West Virginians have always been at the forefront of service and defense. We recently lost another service person and just sent 500 Guardsmen into murky theaters of conflict. Yet there has been no official Declaration of War by Congress since 1942. Since then, Congress has used Authorized Use of Military Force resolutions to give the president authority to commit military forces in the Persian Gulf (1991), Afghanistan (2001) and Iraq (2002).
An AUMF is meant to be targeted and specific within a time frame. The Gulf and Iraq wars are officially over. All these AUMFs are still in force; the 2002 AUMF is being touted as statutory justification to attack Iran, and the 2001 AUMF has been used by the executive branch in three administrations to justify 41 military actions in 19 countries, some against forces that did not even exist in 2001. This includes the 18-year-old “endless war” in Afghanistan today — our country’s longest conflict, by far.
Libertarian, liberal, veteran or pacifist can describe many West Virginians.
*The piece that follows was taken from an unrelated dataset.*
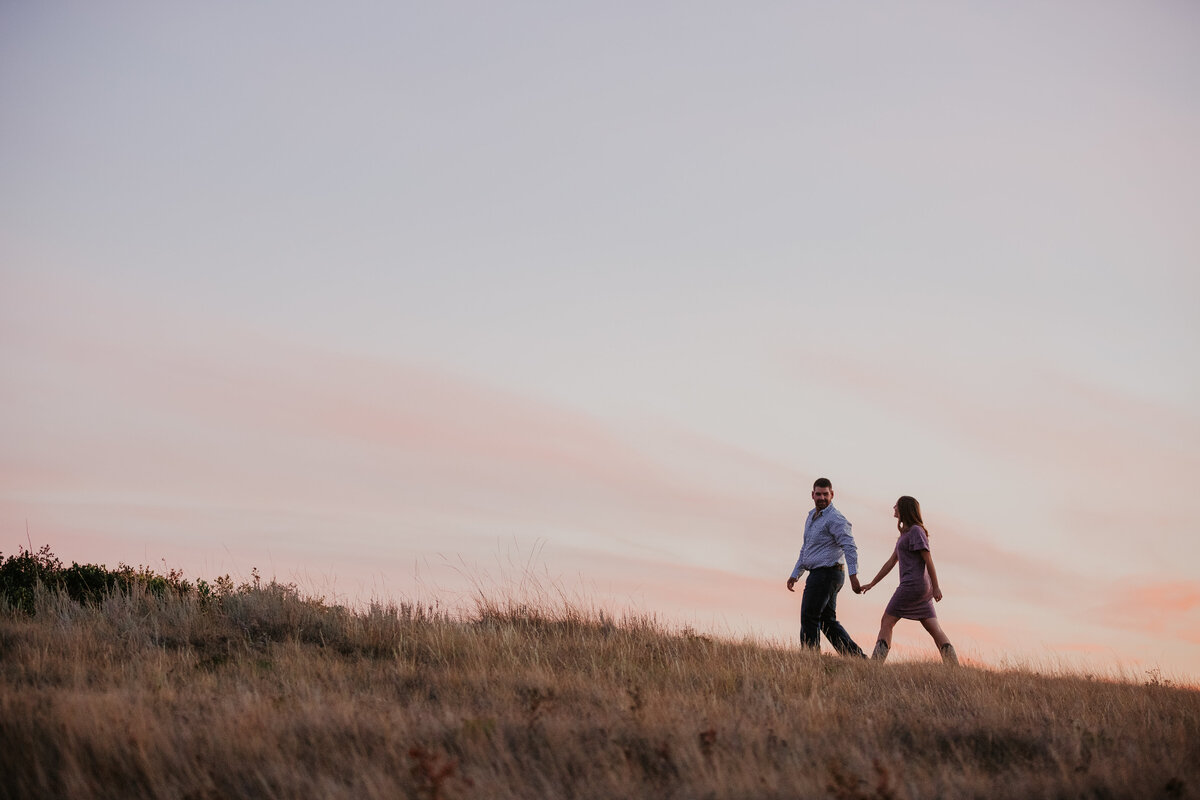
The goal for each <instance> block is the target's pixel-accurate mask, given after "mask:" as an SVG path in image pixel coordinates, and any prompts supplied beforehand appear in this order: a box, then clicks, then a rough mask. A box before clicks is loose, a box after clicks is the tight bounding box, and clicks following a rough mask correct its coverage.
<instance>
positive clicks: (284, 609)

Since our federal representatives are not with our friends in the bar, they need to hear from citizens. There are now several legislative proposals in the House and the Senate to repeal these outdated AUMFs. Doing so would not prevent the administration from responding to attacks, and would give Congress eight months to determine where, when, how and to what purpose our forces may be used, as the Constitution mandates, without putting current operations in jeopardy.
If you believe that Congress should uphold the responsibility given to them by the Constitution, please contact Sens. Shelly Moore Capito and Joe Manchin to tell them. Ask Reps. McKinley and Miller to join Rep. Mooney in co-sponsoring a repeal of the 2001 AUMF and to be vocal on the repeal of the others.
Let’s put our joke analogy aside. We should initiate military action sparingly and go to war rarely; and when the decision needs to be made, it should be made and overseen by Congress, as the Constitution specifies. It’s no laughing matter.